Dalam sebuah edisi terjemahan cerita Putri Tidur (Sleeping Beauty), sang pangeran mencium sang putri untuk membangunkannya dari tidur panjang. Namun, dalam kisah ini sang pangeran mencium pipi, bukan bibirsang putri.
.... Pangeran mencium pipi sang Putri... (Putri Tidur, 1991, hlm. 23).
Saya tidak tahu adegan ini mengalami transformasi (baca: penyesuaian) dari adegan cium bibir ke cium pipi sebagai sebuah tindakan self-censor yang sengaja dilakukan oleh penerbit ataukah memang sudah demikian dalam naskah aslinya. Adegan seperti ini bagi orang Barat merupakan hal yang biasa sebagai sebuah ekspresi perasaan cinta dan sayang seseorang terhadap kekasihnya, tapi tidak demikian bagi orang Indonesia, apalagi anak-anak. Seandainya adegan ciuman ini, bahkan adegan cium pipi sekalipun, terjadi di dunia nyata masyarakat Indonesia, para orang tua pasti akan segera menutup mata anak-anak mereka.

Dalam sebuah buku cerita anak yang bercerita tentang seorang wanita Indian bernama Pocahontas, adegan erotis dilukiskan lebih eksplisit lagi, Selain teks cerita tersebut mengisahkan tentang adegan ciuman tokoh lelaki dan perempuan, masih ditambah lagi dengan gambar ilustrasi yang memperlihatkan adegan ciuman bibir
tersebut. Penggabungan teks dan gambar itu semakin memperkuat imajinasi pembaca dalam menangkap adegan ciuman di antara kedua tokoh cerita.
.... Pocahontas senang sekali. Diciumnya sahabatnya itu... (Pocahontas, 1999).
Dalam buku cerita anak lain yang berjudul Atlantis; the Lost Empire (2001), teks cerita sama sekali tidak menyinggung tentang adegan erotis, tapi gambar ilustrasi dalam buku tersebut memperlihatkan sosok wanita yang mengenakan pakaian minim yang lebih mirip dengan pakaian renang (latar cerita ini memang di lautan). Pakaian tokoh wanita cerita ini mempertontonkan paha dan sebagian besar tubuh bagian atas.

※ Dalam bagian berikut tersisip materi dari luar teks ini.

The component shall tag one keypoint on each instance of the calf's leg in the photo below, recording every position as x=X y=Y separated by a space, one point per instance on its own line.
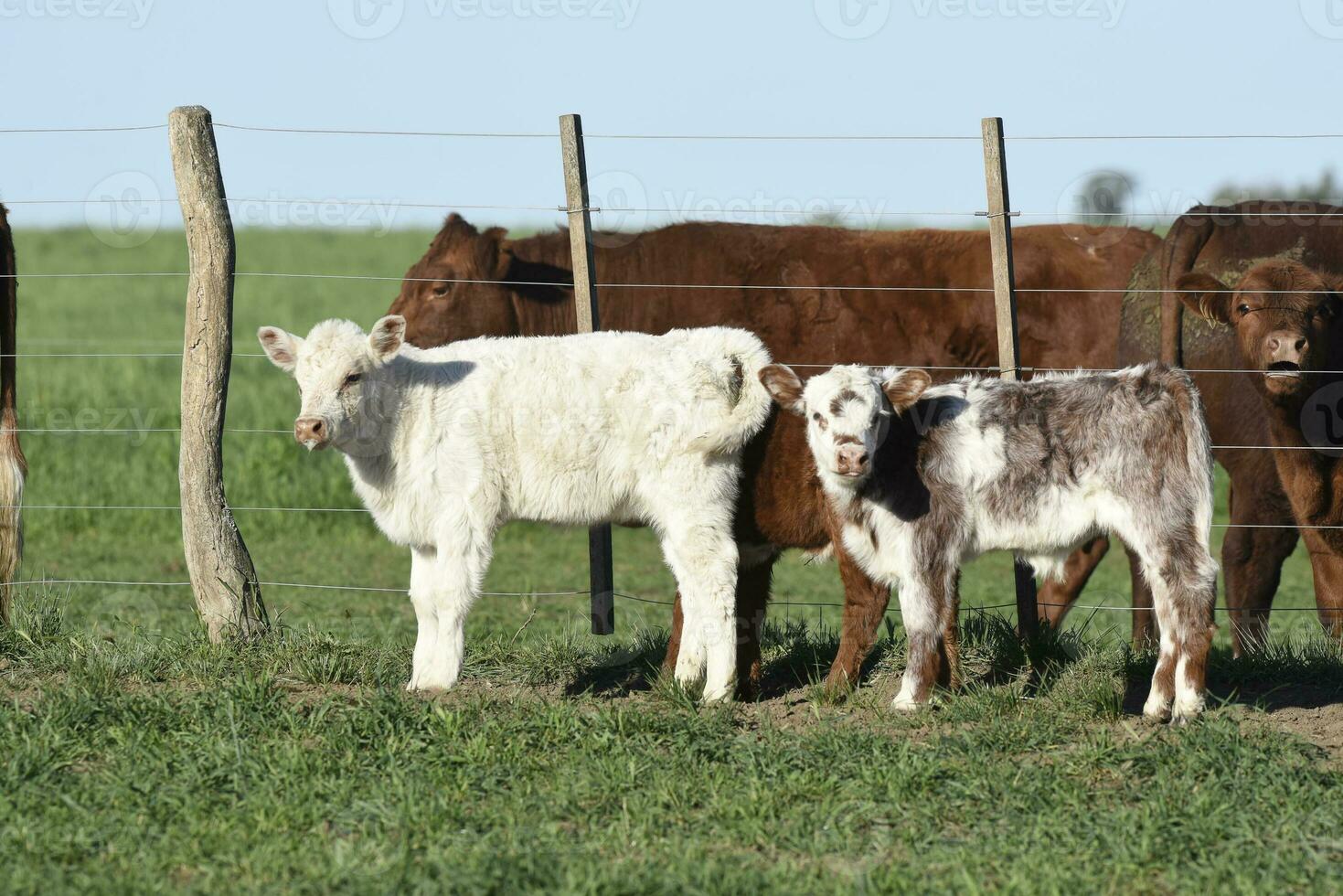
x=1327 y=570
x=864 y=606
x=426 y=615
x=704 y=560
x=453 y=586
x=924 y=601
x=1183 y=581
x=752 y=602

Dari beberapa contoh cerita anak tersebut, disadari atau tidak, sebenarnya seks juga sudah merambah ke dunia cerita anak. Menariknya, adegan berbau seks dalam cerita anak itu tidak memperoleh respons signifikan dari masyarakat. Mestinya persoalan seks dalam kaitan dengan moralitas dan kesopanan menjadi persoalan yang sensitif bila mengacu pada keyakinan masyarakat bahwa cerita anak adalah sebuah fiksi yang bisa dijadikan alternatif pendidikan dan penanaman nilai-nilai kesantunan pada anak-anak.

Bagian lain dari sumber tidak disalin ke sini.